David Guttenfelder: La Corée du Nord est un endroit très isolé, qui a peu l’habitude d’être photographié. J’ai eu la chance de pouvoir y suivre la secrétaire d’Etat Madeleine Albright lors d’un voyage officiel en 2000. A partir de là, j’ai eu l’obsession d’y retourner, ce que j’ai fait une cinquantaine de fois. J’ai négocié l’ouverture d’un bureau pour AP en 2011 et suis devenu leur correspondant à Pyongyang, m’y rendant chaque mois. J’ai vu le pays s’ouvrir peu à peu. Lors de mon premier voyage, les vitres du bus et de ma chambre d’hôtel étaient peintes en noir par exemple. Mais en 2013, l’autorisation d’utiliser Internet et les téléphones mobiles a été comme une explosion qui a révolutionné ma vie de photographie. Je me suis mis à utiliser Twitter, Instagram, Foursquare, Snapchat ou Google Maps. Sur Google Maps, tout était vide. J’ai inscrit des noms pour les rues et les places, je me sentais comme un explorateur! Je voulais raconter ce pays et je pensais que les réseaux sociaux étaient la manière la plus sûre d’atteindre le plus grand nombre et la plus grande variété de personnes.

- En quoi cela a-t-il modifié votre pratique photographique?

- Utiliser un petit appareil permet de prendre des images plus sensibles car c’est beaucoup plus discret. Les gens là-bas n’ont pas Internet mais ils prennent beaucoup d’images avec leurs téléphones, ils sont habitués à cela. Comme j’avais mon Iphone toujours à portée de main, je me suis mis à photographier plein de choses nouvelles, beaucoup de détails. Cela n’a peut-être pas grand intérêt pour la presse mais je me sens responsable de tout montrer de ce pays. Les photoreporters courent toujours vers le plus dramatique. Là, c’est comme un puzzle dont chaque pièce revêt une égale importance. Grâce à la diffusion via les réseaux sociaux, le public me questionne, commente mon travail, etc. C’est comme si je les emmenais en Corée du Nord! C’est une expérience inédite.

- Vous le faites aussi aux Etats-Unis, que nous connaissons mieux. Cela présente-t-il le même intérêt?
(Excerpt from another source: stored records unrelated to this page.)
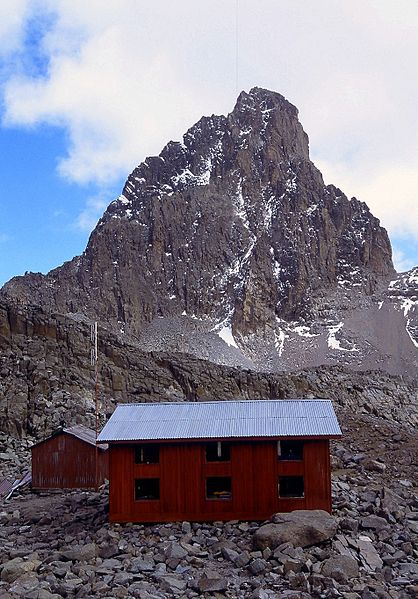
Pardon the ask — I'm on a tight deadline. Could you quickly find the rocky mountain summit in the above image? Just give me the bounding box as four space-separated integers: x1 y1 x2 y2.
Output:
1 88 418 374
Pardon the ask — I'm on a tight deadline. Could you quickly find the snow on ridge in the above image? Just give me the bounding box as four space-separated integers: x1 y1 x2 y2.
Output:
289 325 319 337
274 328 288 356
306 204 319 216
234 177 250 230
216 325 239 349
401 297 418 316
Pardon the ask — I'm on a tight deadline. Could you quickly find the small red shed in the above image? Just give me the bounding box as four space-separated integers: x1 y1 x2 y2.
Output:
98 399 341 522
31 425 109 489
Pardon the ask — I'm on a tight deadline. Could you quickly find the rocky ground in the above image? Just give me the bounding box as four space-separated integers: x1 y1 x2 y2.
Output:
0 410 418 599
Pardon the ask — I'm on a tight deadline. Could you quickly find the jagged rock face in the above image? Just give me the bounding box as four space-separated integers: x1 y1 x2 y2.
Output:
3 88 394 339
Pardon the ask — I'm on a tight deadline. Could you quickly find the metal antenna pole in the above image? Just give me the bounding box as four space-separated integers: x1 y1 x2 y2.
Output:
235 0 239 96
91 321 99 491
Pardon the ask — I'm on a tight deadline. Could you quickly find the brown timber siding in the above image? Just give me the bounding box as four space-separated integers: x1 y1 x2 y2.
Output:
32 433 109 489
109 439 331 522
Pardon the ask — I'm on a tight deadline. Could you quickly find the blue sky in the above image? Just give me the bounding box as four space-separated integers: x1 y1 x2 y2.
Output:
0 0 418 285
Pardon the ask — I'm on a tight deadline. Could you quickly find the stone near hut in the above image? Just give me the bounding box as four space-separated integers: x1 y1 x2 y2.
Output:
197 570 228 593
60 543 97 562
321 555 359 584
253 510 337 550
0 557 41 582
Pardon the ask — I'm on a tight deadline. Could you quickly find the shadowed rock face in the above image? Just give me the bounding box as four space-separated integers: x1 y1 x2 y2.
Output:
2 88 394 340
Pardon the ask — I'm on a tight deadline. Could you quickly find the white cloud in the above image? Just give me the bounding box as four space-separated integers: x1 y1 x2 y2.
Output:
74 194 109 232
393 247 417 272
0 0 418 264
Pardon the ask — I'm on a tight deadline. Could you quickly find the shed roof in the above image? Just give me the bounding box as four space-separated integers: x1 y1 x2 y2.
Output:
98 399 341 442
32 424 107 450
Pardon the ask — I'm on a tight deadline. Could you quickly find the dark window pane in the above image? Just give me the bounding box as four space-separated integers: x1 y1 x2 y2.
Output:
277 441 303 460
206 476 232 499
135 443 160 464
135 478 160 501
206 441 231 462
279 476 305 497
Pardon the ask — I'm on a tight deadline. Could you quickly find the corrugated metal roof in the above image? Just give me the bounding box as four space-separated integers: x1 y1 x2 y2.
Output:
32 424 108 451
98 399 341 442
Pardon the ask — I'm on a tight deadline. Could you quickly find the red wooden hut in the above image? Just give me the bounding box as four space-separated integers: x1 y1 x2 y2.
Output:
31 425 109 489
98 400 341 522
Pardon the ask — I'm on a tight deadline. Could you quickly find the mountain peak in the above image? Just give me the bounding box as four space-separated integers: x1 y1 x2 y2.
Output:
4 87 408 376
- Je préfère photographier les détails de mon quotidien, des personnes qui m’entourent plutôt qu’un rallye de Donald Trump. C’est ce que font les gens, je parle leur langage mais avec regard de photojournaliste.


- Il y a tant de monde sur Instagram; comment se démarquer?
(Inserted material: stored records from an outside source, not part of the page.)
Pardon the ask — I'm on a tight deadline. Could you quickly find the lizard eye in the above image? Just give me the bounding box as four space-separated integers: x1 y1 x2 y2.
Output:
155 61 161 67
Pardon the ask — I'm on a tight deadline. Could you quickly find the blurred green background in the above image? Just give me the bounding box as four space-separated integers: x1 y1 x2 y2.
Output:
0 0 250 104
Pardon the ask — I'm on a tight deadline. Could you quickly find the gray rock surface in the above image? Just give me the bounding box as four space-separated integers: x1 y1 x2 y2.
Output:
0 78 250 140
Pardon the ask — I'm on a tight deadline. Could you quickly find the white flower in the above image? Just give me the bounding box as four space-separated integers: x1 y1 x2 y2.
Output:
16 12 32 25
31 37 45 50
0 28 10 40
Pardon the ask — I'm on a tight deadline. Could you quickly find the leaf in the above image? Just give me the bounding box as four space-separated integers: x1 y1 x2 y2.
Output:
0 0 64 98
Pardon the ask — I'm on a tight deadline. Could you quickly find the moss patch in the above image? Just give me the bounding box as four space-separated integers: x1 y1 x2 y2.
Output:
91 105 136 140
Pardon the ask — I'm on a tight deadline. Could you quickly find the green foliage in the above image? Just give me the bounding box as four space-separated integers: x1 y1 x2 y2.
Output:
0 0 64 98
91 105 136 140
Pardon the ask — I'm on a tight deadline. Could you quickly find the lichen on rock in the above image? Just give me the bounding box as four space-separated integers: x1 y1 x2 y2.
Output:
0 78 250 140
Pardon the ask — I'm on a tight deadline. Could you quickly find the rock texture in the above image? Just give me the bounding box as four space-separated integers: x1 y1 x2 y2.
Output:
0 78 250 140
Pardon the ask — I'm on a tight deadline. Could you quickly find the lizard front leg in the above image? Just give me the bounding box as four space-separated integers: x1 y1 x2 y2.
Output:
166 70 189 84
- Il est évidemment difficile de se distinguer mais c’était vrai avant Internet. Les photographes professionnels boudent Instagram mais j’ai senti que cette plateforme allait devenir capitale et je n’ai pas voulu rater le coche.
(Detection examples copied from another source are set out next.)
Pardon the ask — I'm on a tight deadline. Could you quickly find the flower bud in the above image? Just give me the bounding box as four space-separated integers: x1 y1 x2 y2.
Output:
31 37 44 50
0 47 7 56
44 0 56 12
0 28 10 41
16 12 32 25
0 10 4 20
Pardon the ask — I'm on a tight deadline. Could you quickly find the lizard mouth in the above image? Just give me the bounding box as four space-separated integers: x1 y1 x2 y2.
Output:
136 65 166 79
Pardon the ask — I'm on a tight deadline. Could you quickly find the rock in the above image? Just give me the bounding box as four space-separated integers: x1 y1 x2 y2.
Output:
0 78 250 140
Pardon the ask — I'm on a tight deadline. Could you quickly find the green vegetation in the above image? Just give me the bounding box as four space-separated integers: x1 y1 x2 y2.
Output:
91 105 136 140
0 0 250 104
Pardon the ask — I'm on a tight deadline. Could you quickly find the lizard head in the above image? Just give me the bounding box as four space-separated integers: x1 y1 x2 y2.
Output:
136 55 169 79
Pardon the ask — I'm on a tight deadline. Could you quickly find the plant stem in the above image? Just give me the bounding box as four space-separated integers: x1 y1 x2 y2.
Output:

- Peut-on capitaliser à partir de cela?

- Oui car le nombre de followers me permet de développer ma marque. Toutes les commandes auxquelles j’ai répondu depuis deux ans étaient liées à Instagram. Pour la presse, je livre des photographies qui seront publiées et je poste des images sur les réseaux, ce qui permet d’augmenter les ventes ou l’audience du site web. Quant aux travaux commerciaux, mon dernier mandat consistait pour moitié à fournir des clichés et pour moitié à en montrer trois sur mon compte Instagram.

- Ce qui revient à mettre de la publicité sur votre compte.

- En effet mais je ne l’accepte que si j’ai des connexions avec le sujet. Je ne mettrais pas de photos de parfums ou de chaussures mais je n’ai aucun problème s’il s’agit des activités d’une ONG par exemple.

- Continuez-vous à travailler avec un boîtier?

- La plupart du temps, j’ai mon Canon et mon smartphone, je fais de la vidéo… Je jongle en permanence, j’utilise un peu tous les supports puis je réfléchis après coup à ce qui a du sens.


- L’instantanéité de l’information: un bienfait ou un danger?

- Les deux certainement. Lorsque j’étais aux Philippines en 2013 après le typhon, j’ai photographié un bébé dans un incubateur. Il n’y avait pas d’électricité et quelqu’un pompait manuellement pour le maintenir en vie. J’ai posté son portrait, immédiatement des gens ont réagi et une ONG italienne a pu amener un générateur.

David Guttenfelder: «Coming home», jusqu’au 11 septembre à Visa pour l’image, à Perpignan.